Digital Dermatitis (DD)

Digital dermatitis (DD) is the most prevalent bovine infectious claw disease in North American and global cattle industries. The disease is responsible for painful circumscribed ulcerative lesions on the interdigital space of the hoof in both dairy and beef cattle. Moreover, DD is associated with massive herd outbreaks of lameness and influences cattle welfare and production. Additionally, the disease results in major losses for the cattle industry because of severe lameness, decreased milk production, and increased infertility rate. Therefore, early detection can lead to prompt treatment, reduce costs, and decrease lameness within the herd. Lesions are scored using the M-stage classification system by a trained investigator where cattle with normal skin was observed on the foot were classified as M0 whereas cattle with acute, active ulcerative DD lesions greater than or equal to 20 mm in diameter were classified as M2. However, early identification and prompt intervention requires extensive employee training in an industry with a high employee turnover rate.

Traditionally, DD is determined through visual inspection or clinical experiments, but both methods require time and labor in addition to lacking the ability of early detection. Recent advances in computational power and algorithms have made object detection and classification possible through machine learning techniques. Computer vision can be used to perform object detection and calculate the associated class probabilities from a series of images or videos. Such methods for animal detection have been used to assess the health of livestock in agriculture. However, applications for the classification of health events are still rare in veterinary medicine. There exists many unexplored applications in veterinary medicine and an untapped potential of machine learning algorithms to predict relevant biological outcomes. Thus, computer vision provides a unique opportunity to improve early detection of DD and optimized treatment plans for all cattle.

Object Detection

Some of the common model architectures used for object detection include variations of convolutional neural networks (CNNs) and region-based convolutional neural networks (R-CNNs). For the purposes of the study, You Only Look Once (YOLO), Single Shot MultiBox Detector (SSD), and Fast and Faster R-CNNs will be used since the methods are expected to be faster with a comparable or higher accuracy versus other computational approaches. Such models will be used for real-time predictions to predict bounding boxes and class probabilities from an image in a single evaluation. The study will compare and contrast the four latest versions of YOLO: YOLOv3, Tiny YOLOv3, YOLOv4, and Tiny YOLOv4 for differences in performance in addition to the other object detection algorithms.

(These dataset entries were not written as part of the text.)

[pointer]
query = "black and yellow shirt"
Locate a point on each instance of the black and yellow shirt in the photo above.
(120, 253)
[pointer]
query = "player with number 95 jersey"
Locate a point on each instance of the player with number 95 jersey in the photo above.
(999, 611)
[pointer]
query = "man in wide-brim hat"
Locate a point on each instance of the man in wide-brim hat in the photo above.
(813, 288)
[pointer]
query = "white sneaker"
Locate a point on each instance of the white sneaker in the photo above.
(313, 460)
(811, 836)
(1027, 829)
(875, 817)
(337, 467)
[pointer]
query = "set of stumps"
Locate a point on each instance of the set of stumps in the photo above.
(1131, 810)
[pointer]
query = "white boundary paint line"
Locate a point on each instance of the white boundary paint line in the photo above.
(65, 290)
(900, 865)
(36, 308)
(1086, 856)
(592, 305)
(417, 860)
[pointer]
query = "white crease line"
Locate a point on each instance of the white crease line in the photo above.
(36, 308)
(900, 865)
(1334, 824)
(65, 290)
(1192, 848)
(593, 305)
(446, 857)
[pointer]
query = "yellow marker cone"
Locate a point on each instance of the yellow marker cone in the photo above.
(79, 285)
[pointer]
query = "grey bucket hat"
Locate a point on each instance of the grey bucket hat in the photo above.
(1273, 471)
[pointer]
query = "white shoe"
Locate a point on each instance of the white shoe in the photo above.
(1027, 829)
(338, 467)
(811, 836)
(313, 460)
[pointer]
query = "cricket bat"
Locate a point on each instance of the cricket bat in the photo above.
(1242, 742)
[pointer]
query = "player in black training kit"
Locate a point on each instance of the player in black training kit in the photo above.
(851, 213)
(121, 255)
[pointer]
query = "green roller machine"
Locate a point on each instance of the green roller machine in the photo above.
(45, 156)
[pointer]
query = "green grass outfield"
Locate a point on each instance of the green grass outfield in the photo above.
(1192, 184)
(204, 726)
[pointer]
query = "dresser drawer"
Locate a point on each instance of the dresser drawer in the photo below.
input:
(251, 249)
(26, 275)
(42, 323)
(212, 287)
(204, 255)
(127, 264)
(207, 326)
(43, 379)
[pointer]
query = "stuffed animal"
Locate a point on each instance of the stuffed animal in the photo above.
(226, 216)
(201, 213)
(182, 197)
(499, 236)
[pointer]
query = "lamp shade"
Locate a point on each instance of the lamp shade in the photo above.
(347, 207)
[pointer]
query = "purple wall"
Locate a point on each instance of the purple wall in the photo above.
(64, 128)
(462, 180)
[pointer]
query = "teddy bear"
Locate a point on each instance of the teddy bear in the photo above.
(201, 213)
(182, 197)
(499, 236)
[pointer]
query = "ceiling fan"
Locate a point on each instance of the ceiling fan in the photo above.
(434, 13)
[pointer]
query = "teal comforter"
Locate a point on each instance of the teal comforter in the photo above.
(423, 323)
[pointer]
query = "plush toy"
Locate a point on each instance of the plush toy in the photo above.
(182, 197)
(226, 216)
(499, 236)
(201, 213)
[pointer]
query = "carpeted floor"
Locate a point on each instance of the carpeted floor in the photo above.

Object detectors are mainly divided into two-stage object detectors and one-stage object detectors. In the former, R-CNN was among the earliest CNN-based detectors with the pipeline of bounding box regression and classification. Progressive improvements were proposed for better efficiency and effectiveness. Fast R-CNN introduced the ROI pooling in the detection framework to achieve better accuracy and faster inference. Faster R-CNN proposed the Region Proposal Networks to effectively generate region proposals instead of hand-crafted ones. In the latter, SSD and YOLO directly predicted the bounding box and the class without region proposal generation, such that real-time inference was achieved on GPUs with competitive accuracy. Though these one-stage object detectors have achieved high performance on a high-end GPU, they are subjected to real-time detection on embedded devices because of their high memory requirement. To address the issue, Tiny-YOLO is a lightweight network architecture based on YOLO for constrained environments, greatly reducing the model size and computation cost.

Purpose

Consequently, the study aims to design, develop, and implement an application for the real-time detection of DD in dairy cattle with the intention of minimizing the effects of DD and lameness in all cattle via early detection and prompt treatments. First, various computer vision models will be trained for detection and scoring of DD including using over 2,000 images of M0 and M2 images of DD. Next, computer vision models will be compared for detection and scoring of DD using accuracy, precision-recall, and mean average precision (mAP) at intersection over union (IoU) of 0.5. Then, computer vision models will be compared for speed using frames per second (FPS). Lastly, the best computer vision model will be automated for detection of DD in application using video and real-time detection. Such tools have not yet been implemented and will help cattlemen improve DD prevention strategies for early intervention as well as helping increase cattle welfare and production.

Approach

The approach involves the following five steps:

  1. Label images for M-stages of DD using the M-stage DD classification system images for DD in dairy cattle.
  2. Process library of labeled images to generate training dataset robust to oversampling and noise.
  3. Train computer vision models: SSD, SSD Lite, Faster R-CNN, Cascade R-CNN, YOLOv3, Tiny YOLOv3, YOLOv4, and Tiny YOLOv4.
  4. Evaluate computer vision models: precision-recall, mAP, and FPS.
  5. Implement application based on the top-performing model using image, video, and real-time detection.